55      En l’espèce, force est de constater que, à aucun stade de la procédure, les requérantes n’ont avancé le moindre argument pour démontrer quelle partie du rapport litigieux contenait des informations commerciales sensibles. En effet, les requérantes se contentent d’indiquer que la divulgation du rapport litigieux entraînerait un investissement financier plus important lié à la procédure judiciaire pendante aux États-Unis.

56      Or, une telle justification ne concerne pas un intérêt protégé par l’exception prévue à l’article 4, paragraphe 2, premier tiret, du règlement no 1049/2001.

57      Du fait que l’exception invoquée par les requérantes n’est pas applicable, leur argumentation portant sur l’absence d’un intérêt public spécifique à la divulgation est inopérante.

58      De même, l’argument selon lequel la divulgation du rapport litigieux serait contraire aux accords conclus entre l’EMA et la FDA ne saurait prospérer.

59      En premier lieu, il y a lieu d’observer que les accords de confidentialité conclus entre l’EMA et la FDA afin de faciliter l’échange d’informations non publiques entre ces deux autorités reconnaissent que l’EMA est tenue de divulguer les informations reçues par la FDA à moins que ces informations ne relèvent de l’une des exceptions visées à l’article 4 du règlement no 1049/2001.

60      En second lieu, comme l’a fait valoir l’EMA, le rapport litigieux lui a été présenté par Intercept Pharma et non par la FDA. De ce fait, les accords susmentionnés n’ont aucune pertinence en l’espèce.

61      Enfin, il y a lieu de remarquer que les requérantes elles-mêmes affirment qu’une grande partie des informations au sujet de la pharmacovigilance en général et des informations sur le rapport litigieux en particulier a déjà été divulguée. Le fait que le contenu du rapport litigieux ait un caractère scientifique et qu’il soit, dans une certaine mesure, complexe, détaillé ou spécialisé ne constitue pas un motif de non-divulgation.

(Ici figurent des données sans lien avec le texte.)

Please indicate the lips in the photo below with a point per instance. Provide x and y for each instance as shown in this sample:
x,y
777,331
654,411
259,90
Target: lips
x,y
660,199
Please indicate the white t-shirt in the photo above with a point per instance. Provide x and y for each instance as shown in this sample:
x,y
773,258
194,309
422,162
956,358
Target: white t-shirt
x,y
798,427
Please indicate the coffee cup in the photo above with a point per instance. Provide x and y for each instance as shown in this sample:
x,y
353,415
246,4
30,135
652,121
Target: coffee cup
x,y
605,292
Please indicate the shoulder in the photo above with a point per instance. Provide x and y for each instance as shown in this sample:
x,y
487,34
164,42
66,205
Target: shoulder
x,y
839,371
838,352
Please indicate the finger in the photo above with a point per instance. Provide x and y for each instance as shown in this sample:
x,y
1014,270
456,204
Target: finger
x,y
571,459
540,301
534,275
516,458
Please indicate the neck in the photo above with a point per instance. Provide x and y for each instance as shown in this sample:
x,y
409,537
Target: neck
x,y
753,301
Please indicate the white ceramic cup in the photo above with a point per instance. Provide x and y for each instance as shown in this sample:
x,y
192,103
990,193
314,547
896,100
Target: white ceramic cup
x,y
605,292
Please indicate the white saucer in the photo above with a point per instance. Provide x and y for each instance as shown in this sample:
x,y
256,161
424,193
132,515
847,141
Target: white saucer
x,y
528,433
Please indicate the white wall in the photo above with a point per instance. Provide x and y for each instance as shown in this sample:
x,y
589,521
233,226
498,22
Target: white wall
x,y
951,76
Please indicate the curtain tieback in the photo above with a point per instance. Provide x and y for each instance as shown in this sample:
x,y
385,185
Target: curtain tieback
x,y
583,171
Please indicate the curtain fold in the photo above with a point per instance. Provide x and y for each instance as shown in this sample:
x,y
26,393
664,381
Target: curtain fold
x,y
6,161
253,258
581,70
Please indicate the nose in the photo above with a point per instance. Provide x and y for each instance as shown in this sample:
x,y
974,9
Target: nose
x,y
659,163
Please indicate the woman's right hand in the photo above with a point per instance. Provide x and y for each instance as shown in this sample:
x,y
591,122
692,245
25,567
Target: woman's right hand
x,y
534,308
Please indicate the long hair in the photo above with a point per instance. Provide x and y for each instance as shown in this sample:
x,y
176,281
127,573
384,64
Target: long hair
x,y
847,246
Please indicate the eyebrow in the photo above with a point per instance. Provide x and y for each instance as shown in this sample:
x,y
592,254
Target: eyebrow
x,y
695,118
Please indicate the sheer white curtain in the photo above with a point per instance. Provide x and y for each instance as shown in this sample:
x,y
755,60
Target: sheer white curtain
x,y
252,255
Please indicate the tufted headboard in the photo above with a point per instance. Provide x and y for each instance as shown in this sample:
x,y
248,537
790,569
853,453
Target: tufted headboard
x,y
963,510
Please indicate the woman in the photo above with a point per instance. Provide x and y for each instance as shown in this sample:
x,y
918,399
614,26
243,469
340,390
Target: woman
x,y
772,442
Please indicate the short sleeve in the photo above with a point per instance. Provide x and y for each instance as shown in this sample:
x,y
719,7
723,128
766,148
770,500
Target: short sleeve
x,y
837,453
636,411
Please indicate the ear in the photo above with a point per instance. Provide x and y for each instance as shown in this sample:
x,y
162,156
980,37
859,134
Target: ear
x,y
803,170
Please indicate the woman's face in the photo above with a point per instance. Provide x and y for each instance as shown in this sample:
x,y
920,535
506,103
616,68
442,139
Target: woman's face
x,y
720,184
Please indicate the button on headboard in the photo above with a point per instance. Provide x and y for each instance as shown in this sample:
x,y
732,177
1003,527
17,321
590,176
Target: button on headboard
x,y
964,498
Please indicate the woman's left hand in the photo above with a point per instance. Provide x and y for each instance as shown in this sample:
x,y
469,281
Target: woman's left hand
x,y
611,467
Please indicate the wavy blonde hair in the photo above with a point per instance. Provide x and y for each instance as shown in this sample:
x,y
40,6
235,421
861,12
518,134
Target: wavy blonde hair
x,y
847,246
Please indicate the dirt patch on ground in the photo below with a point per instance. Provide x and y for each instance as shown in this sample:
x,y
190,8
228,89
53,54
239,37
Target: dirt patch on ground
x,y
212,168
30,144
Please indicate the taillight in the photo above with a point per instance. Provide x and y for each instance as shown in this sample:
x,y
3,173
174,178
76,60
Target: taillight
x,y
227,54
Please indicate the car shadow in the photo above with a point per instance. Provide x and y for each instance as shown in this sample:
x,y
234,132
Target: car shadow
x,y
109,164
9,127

62      Il résulte de ce qui précède que le second moyen doit être rejeté et, partant, le recours dans son intégralité.

 Sur les dépens

63      Aux termes de l’article 134, paragraphe 1, du règlement de procédure du Tribunal, toute partie qui succombe est condamnée aux dépens, s’il est conclu en ce sens. Les requérantes ayant succombé en leurs conclusions, il y a lieu de les condamner aux dépens, conformément aux conclusions de l’EMA.

Par ces motifs,

LE TRIBUNAL (deuxième chambre)

déclare et arrête :

1)      Le recours est rejeté.

2)      Intercept Pharma Ltd et Intercept Pharmaceuticals, Inc. sont condamnées aux dépens.

Prek

Schalin

Costeira

Ainsi prononcé en audience publique à Luxembourg, le 28 juin 2019.

Signatures


*      Langue de procédure : l’anglais.